August 31, 2022
YET CONSEQUENCES EXIST:
Monkeypox, Sexual Health, and the Limits of Medical Technology (JEAN C. LLOYD, 8/31/22, Public Discourse)
"Even if we found a silver bullet for AIDS tomorrow, something else would come along." I wrote quickly to get distinguished psychiatrist Richard Pillard's exact words down as he spoke at Columbia University's HIV Center in the early 2000s. He ruefully admitted that the human immune system simply wasn't designed to handle the frequent introduction of bodily fluids from multiple sexual partners. Our research, therefore, was the "hope for the future" that would free people to engage in the range of behaviors they desired without the consequences. The body may have limits, but sexual behaviors shouldn't. Enter medical technology.Fast forward two decades. Monkeypox has now emerged almost exclusively among men who have sex with men (MSM)--according to the largest global data releases to date, 97 percent of cases affect MSM. Wider transmission has occurred in settings where multiple-partner sex takes place, often among strangers, such as sex-themed festivals for gay-identified men.
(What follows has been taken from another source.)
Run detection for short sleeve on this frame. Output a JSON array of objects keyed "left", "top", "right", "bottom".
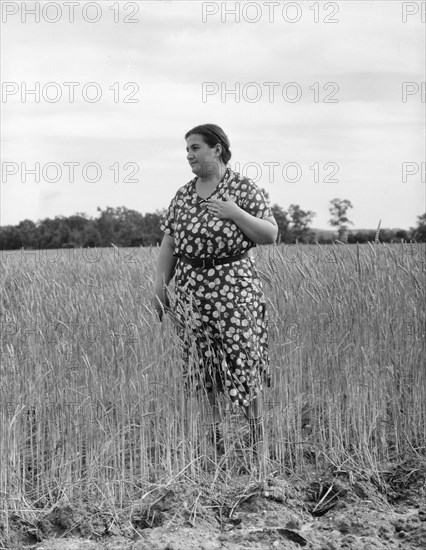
[
  {"left": 160, "top": 194, "right": 177, "bottom": 237},
  {"left": 242, "top": 180, "right": 273, "bottom": 218}
]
In an effort to avoid stigmatizing the population being affected, early reports on the outbreaks emphasized that monkeypox can be spread by skin-to-skin contact and sought to downplay the sexual-activity aspect of transmission. However, the emerging data are so overwhelmingly consistent that public health advice is now being revised. Less than 1 percent of global cases have occurred through skin-to-skin contact; rather, research indicates that "sex between men is fueling monkeypox."In addition to containment and treatment, much of the public health discussion has centered around parallels between the HIV/AIDS epidemic, the troubled history of its handling, and its effect on the gay male population. I am reminded both of the AIDS crisis and the prediction that "something else will come along." But today, we've forgotten the harsh lessons about our bodily limits that HIV/AIDS taught us, and instead we embrace a sexual ethic of non-judgmentalism and autonomy. Monkeypox reminds us of our natural limits--and the consequences of ignoring them.